The week in higher education – 31 October 2019

The good, the bad and the offbeat: the academy through the lens of the world’s media

October 31, 2019
rat cartoon

Autumn in UK higher education these days usually means a glut of stories about student accommodation woes and 2019 is no different. After news emerged in recent weeks that some students at the University of Bristol were commuting from over the Welsh border because of a lack of space, it is the turn of the city’s other institution, the University of the West of England, to make headlines. According to The Times, some new students have been living in 8ft by 10ft “pods” that were “hastily installed” in a car park to meet increased demand. Naturally, their inhabitants haven’t warmed to their new homes, with one calling it “not an appropriate living standard for a human being”. However, the pods at least seem rodent-free – something that couldn’t be said for one Coventry University hall of residence, where a rat problem has forced some students to move into temporary digs, according to news site The Tab.

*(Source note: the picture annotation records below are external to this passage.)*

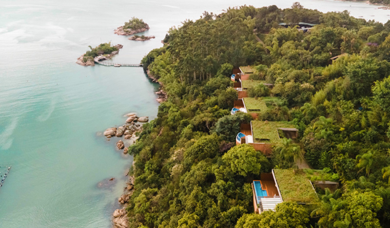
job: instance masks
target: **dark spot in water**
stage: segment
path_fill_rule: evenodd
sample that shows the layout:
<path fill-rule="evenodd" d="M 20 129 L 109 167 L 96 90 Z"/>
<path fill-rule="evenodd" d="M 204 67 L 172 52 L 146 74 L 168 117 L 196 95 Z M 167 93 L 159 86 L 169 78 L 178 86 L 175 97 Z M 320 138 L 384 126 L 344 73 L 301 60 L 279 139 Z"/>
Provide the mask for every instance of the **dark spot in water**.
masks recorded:
<path fill-rule="evenodd" d="M 98 188 L 111 189 L 115 186 L 117 182 L 117 180 L 114 177 L 107 178 L 98 183 L 97 187 Z"/>

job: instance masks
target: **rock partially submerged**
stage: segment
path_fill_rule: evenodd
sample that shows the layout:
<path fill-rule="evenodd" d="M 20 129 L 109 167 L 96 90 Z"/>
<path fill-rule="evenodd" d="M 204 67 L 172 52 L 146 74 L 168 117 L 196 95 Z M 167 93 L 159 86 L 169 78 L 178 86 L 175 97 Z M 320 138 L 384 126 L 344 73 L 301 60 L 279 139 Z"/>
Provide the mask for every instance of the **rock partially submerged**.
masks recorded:
<path fill-rule="evenodd" d="M 124 29 L 123 26 L 118 27 L 117 29 L 114 30 L 114 33 L 115 34 L 119 35 L 120 36 L 131 36 L 136 33 L 139 33 L 140 32 L 145 32 L 150 29 L 149 26 L 146 24 L 144 28 L 139 28 L 138 29 Z"/>
<path fill-rule="evenodd" d="M 96 62 L 98 62 L 100 61 L 103 61 L 106 60 L 109 60 L 113 57 L 113 56 L 117 55 L 117 54 L 119 53 L 119 49 L 123 47 L 123 45 L 122 44 L 117 44 L 114 47 L 116 47 L 117 48 L 117 51 L 114 51 L 111 52 L 110 54 L 104 54 L 103 53 L 98 53 L 98 54 L 99 55 L 96 57 L 95 57 L 93 59 L 91 59 L 92 57 L 88 58 L 86 61 L 84 62 L 84 56 L 85 55 L 85 53 L 81 55 L 77 59 L 77 61 L 76 61 L 76 63 L 81 65 L 82 66 L 94 66 L 95 63 Z"/>
<path fill-rule="evenodd" d="M 115 228 L 128 228 L 129 221 L 125 209 L 117 209 L 113 214 L 114 226 Z"/>
<path fill-rule="evenodd" d="M 85 55 L 85 54 L 83 54 L 81 55 L 81 56 L 77 59 L 76 63 L 82 66 L 94 66 L 95 61 L 89 59 L 85 62 L 83 62 L 83 60 L 84 59 L 84 55 Z"/>
<path fill-rule="evenodd" d="M 156 38 L 156 37 L 154 36 L 152 36 L 151 37 L 148 37 L 145 36 L 141 36 L 140 37 L 139 36 L 133 36 L 132 37 L 129 37 L 128 39 L 130 41 L 146 41 L 155 38 Z"/>
<path fill-rule="evenodd" d="M 145 122 L 147 122 L 149 121 L 149 118 L 147 116 L 143 116 L 142 117 L 139 117 L 139 118 L 138 118 L 138 122 L 145 123 Z"/>
<path fill-rule="evenodd" d="M 124 147 L 125 144 L 122 140 L 119 140 L 117 143 L 117 148 L 118 149 L 122 149 Z"/>
<path fill-rule="evenodd" d="M 116 127 L 111 127 L 111 128 L 108 128 L 104 131 L 104 133 L 103 133 L 104 135 L 104 136 L 114 136 L 115 135 L 115 134 L 117 133 L 117 128 Z"/>
<path fill-rule="evenodd" d="M 120 126 L 118 127 L 118 129 L 117 130 L 117 133 L 115 134 L 115 136 L 117 137 L 121 137 L 122 135 L 123 135 L 123 133 L 125 132 L 126 129 L 123 126 Z"/>
<path fill-rule="evenodd" d="M 110 188 L 117 184 L 117 180 L 113 177 L 105 179 L 98 183 L 97 186 L 99 188 Z"/>

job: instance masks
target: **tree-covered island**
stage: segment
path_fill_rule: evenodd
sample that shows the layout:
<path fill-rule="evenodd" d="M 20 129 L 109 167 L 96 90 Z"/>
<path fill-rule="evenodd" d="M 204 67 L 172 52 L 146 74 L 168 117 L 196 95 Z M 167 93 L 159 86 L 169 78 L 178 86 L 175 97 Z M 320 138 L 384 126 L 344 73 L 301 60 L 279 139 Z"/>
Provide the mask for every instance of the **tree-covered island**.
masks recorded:
<path fill-rule="evenodd" d="M 125 22 L 124 25 L 118 27 L 114 30 L 114 33 L 122 36 L 130 36 L 136 33 L 145 32 L 150 28 L 148 24 L 144 22 L 142 19 L 133 17 L 128 22 Z"/>
<path fill-rule="evenodd" d="M 164 42 L 142 62 L 168 99 L 128 148 L 116 227 L 389 227 L 390 22 L 244 6 L 186 21 Z M 254 112 L 233 112 L 247 97 Z M 262 173 L 283 197 L 272 210 L 254 196 Z"/>
<path fill-rule="evenodd" d="M 119 53 L 119 49 L 123 47 L 121 44 L 111 45 L 111 42 L 101 43 L 98 46 L 92 48 L 88 46 L 90 50 L 77 59 L 76 63 L 83 66 L 94 66 L 96 62 L 111 59 Z"/>
<path fill-rule="evenodd" d="M 128 38 L 129 40 L 130 41 L 149 41 L 149 40 L 151 40 L 152 39 L 156 38 L 156 37 L 154 36 L 137 36 L 136 35 L 135 35 L 134 36 L 132 36 Z"/>

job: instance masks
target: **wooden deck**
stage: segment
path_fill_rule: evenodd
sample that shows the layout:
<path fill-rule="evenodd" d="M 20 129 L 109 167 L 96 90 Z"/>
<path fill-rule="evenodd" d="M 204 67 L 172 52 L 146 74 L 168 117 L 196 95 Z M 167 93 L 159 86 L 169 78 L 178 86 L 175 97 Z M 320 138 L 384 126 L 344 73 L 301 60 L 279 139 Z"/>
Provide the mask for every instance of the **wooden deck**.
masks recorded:
<path fill-rule="evenodd" d="M 240 109 L 241 108 L 245 107 L 244 106 L 244 103 L 242 102 L 242 100 L 239 100 L 238 101 L 234 101 L 234 107 L 235 108 Z"/>
<path fill-rule="evenodd" d="M 249 74 L 244 74 L 241 76 L 241 80 L 249 80 Z"/>
<path fill-rule="evenodd" d="M 261 188 L 267 190 L 267 195 L 268 196 L 278 196 L 279 193 L 277 192 L 277 188 L 275 186 L 275 182 L 273 181 L 260 181 L 261 184 Z"/>
<path fill-rule="evenodd" d="M 252 129 L 249 124 L 241 124 L 241 132 L 245 135 L 252 135 Z"/>

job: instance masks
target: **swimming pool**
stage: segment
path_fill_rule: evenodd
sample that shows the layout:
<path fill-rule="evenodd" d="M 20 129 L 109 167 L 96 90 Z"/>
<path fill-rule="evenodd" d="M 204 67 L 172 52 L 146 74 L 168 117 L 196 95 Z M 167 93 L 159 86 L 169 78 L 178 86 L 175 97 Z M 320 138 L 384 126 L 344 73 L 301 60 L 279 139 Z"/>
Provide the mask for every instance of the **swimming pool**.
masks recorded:
<path fill-rule="evenodd" d="M 260 181 L 254 181 L 253 186 L 254 187 L 254 193 L 256 194 L 256 200 L 257 201 L 257 204 L 260 203 L 260 198 L 264 196 L 268 196 L 267 194 L 267 191 L 263 190 L 261 188 L 261 184 Z"/>
<path fill-rule="evenodd" d="M 237 137 L 235 138 L 235 140 L 238 143 L 241 143 L 241 138 L 244 137 L 245 137 L 245 135 L 244 135 L 242 132 L 240 132 L 237 135 Z"/>

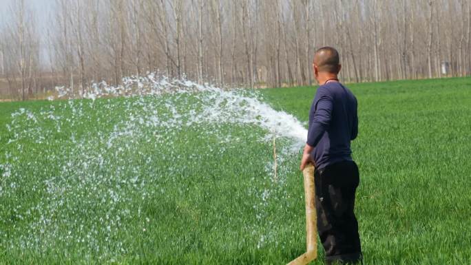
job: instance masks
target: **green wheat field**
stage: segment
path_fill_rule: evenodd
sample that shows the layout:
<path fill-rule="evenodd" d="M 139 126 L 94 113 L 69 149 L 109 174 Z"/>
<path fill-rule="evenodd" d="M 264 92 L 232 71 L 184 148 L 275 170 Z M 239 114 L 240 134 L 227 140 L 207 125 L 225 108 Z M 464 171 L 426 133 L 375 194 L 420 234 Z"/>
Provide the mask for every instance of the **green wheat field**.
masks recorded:
<path fill-rule="evenodd" d="M 471 78 L 348 86 L 365 264 L 471 264 Z M 315 89 L 240 93 L 307 127 Z M 0 103 L 0 264 L 285 264 L 303 253 L 301 148 L 275 138 L 275 175 L 266 129 L 224 111 L 244 103 L 200 93 Z M 215 103 L 217 116 L 205 112 Z"/>

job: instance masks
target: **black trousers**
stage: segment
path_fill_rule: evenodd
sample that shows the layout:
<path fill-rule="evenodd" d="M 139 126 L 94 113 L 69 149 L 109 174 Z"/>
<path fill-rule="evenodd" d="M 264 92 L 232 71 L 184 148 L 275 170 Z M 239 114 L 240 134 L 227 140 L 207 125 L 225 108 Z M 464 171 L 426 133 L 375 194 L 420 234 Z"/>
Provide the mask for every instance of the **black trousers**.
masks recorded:
<path fill-rule="evenodd" d="M 362 262 L 355 193 L 359 184 L 357 164 L 342 161 L 315 170 L 317 231 L 325 251 L 326 263 Z"/>

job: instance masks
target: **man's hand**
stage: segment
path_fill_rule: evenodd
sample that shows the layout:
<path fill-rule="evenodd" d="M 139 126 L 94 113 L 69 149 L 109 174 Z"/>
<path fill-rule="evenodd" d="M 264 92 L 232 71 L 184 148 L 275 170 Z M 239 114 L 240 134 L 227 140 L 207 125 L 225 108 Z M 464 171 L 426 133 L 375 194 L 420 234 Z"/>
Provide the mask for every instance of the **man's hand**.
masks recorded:
<path fill-rule="evenodd" d="M 302 158 L 301 159 L 301 165 L 300 165 L 300 169 L 301 171 L 304 170 L 304 168 L 308 163 L 314 164 L 314 160 L 311 156 L 311 152 L 313 151 L 314 148 L 311 145 L 306 144 L 304 147 L 304 151 L 302 153 Z"/>

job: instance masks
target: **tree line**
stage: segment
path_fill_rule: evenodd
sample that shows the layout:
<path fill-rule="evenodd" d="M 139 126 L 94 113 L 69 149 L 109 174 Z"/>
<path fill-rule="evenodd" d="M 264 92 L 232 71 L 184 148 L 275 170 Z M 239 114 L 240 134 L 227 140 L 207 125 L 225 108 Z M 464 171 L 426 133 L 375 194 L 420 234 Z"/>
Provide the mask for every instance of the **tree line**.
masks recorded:
<path fill-rule="evenodd" d="M 49 26 L 25 0 L 0 29 L 0 92 L 158 72 L 237 87 L 308 85 L 331 45 L 344 82 L 471 74 L 469 0 L 54 0 Z M 39 33 L 42 32 L 42 33 Z M 45 33 L 44 33 L 45 32 Z"/>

Perhaps the Coventry rats need to be given something better to do, such as drive small plastic cars. That seems to be the strategy at the University of Richmond in the US, which has taught a group of 17 rats how to drive such vehicles for an experiment into mental health, the BBC reported. Researchers at the institution found evidence that the rats were less stressed as a result of learning to drive the cars, a finding that they hope could prove useful in creating more effective treatments for some mental illnesses. However, although the creation of the ratmobiles is a clear leap forward for rodentkind, it is not clear what kind of results might have emerged if the rats were asked to drive their cars around a four-lane motorway orbiting a major city each day alongside millions of other rats. After such an experience, they might be desperate to leave the rat race behind.


Times Higher Education went to press awaiting the results of UK higher education workers’ ballot on potential strike action over pensions and pay. Since 9 September, University and College Union members at 69 institutions have been voting on whether they should once again go on strike over changes to pensions offered by the Universities Superannuation Scheme, which saw them walk out for 14 days last year. A ballot on pay, workloads, casualisation and equality has been running at the same time at those institutions, as well as at 78 more. The ballots will be disaggregated so each institution will be polled separately. UCU’s higher education committee was expected to meet on 1 November to discuss action following the results. If the pensions ballot is successful, the HEC has discussed taking up to 14 days’ strike action from the beginning of November. According to UCU, there is also the option of marking and assessment boycotts.


Students at a liberal arts college in the US said that they were told to stay in their dorm rooms during a visit to the campus by Donald Trump. According to The State newspaper, the campus at Benedict College in Columbia, South Carolina, underwent a lockdown as the US president gave a speech about criminal justice to about 300 people. One student said they were “pretty much being told to stay in our dorms” while the newspaper said it had also spoken to student protesters who said that they were told not to leave their rooms. A college spokeswoman said that asking students to stay in their rooms was part of a safety plan for the president’s visit. However, “if anyone needed to go to work or to another building, it was not a problem”, the spokeswoman said.


J.K. Rowling, creator of one of the world’s most famous orphan characters, has urged students around the world not to volunteer at orphanages. Speaking at the One Young World summit in London, the Harry Potter author said that “orphanage tourism” does more harm than good, because it drives family separation and trafficking, according to The Guardian. Travelling while “doing good” – or “voluntourism” – has become a staple of many students’ experience before, during or after university but has faced growing backlash in recent years. According to the charity Lumos, one in five UK students has visited or volunteered at an overseas orphanage and the majority of students believe that this form of volunteering would enhance their CV or career prospects. However, “the sad truth” is that this multibillion-dollar industry “separates children from their families and puts them at risk of neglect and abuse”, Ms Rowling said.